The Committee asked that the court set aside this decision, arguing that the custom of the Amahlathi people was not to have a chief. Instead, they governed themselves through a system of elected chairpersons and have continued to practice this customary law until today.
Mr Maqoma (allegedly not his real name) was installed as chief in the area in 1982, after President Sebe of the then Ciskei created a chieftainship over the area. It was the first time residents encountered a chief. The communities refused to recognise him and the chieftaincy all but disappeared. In 2005, with the promulgation of the Eastern Cape Traditional Leadership and Governance Act of 2005, Mr Maqoma was emboldened to reassert his authority over the area and even attempted to take over the pending restitution claims that individual Amahlathi villages had lodged in 1998.

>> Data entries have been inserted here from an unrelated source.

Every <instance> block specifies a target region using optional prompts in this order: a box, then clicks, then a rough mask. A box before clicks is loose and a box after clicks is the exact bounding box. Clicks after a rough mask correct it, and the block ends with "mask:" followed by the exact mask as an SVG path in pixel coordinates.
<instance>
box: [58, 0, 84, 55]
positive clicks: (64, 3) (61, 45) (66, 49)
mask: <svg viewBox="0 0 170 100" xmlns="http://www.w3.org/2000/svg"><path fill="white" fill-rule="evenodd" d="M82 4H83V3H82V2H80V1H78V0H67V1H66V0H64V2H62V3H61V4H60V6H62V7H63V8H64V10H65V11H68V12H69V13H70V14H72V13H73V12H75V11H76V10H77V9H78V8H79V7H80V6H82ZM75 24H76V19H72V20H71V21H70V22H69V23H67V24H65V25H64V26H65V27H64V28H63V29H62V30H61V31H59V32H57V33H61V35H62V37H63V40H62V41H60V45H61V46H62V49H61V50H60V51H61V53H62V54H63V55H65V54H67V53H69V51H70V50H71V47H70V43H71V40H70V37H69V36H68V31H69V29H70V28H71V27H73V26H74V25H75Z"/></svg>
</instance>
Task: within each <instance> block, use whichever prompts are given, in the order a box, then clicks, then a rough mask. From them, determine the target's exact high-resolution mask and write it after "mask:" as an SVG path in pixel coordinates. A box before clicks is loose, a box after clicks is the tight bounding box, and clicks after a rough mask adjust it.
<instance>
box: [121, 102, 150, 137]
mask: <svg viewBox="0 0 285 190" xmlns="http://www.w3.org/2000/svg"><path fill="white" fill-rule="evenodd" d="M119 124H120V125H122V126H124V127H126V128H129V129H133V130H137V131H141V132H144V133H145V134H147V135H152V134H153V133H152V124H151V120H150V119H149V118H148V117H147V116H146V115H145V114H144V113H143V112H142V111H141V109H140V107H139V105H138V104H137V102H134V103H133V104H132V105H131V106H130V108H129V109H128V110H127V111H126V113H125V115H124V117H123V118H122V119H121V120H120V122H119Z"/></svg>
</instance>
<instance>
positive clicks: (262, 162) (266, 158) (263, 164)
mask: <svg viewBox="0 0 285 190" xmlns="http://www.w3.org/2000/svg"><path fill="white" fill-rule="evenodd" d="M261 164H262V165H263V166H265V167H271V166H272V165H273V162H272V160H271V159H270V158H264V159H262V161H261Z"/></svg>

The communities approached several government departments to challenge his authority before being advised to lodge a complaint with the Commission. The Commission ruled against them.
They approached the Legal Resources Centre to challenge this finding. The Premier and the Commission initially opposed the application but later withdrew their opposition.
When handing down his decision to disestablish the traditional leadership, the judge noted his concern that communities have to go through such a prolonged process to have their customs recognised and commended the Amahlathi communities for not giving up. During the case, it was also noted that many matters relating to decisions made by the Commission have come before the court.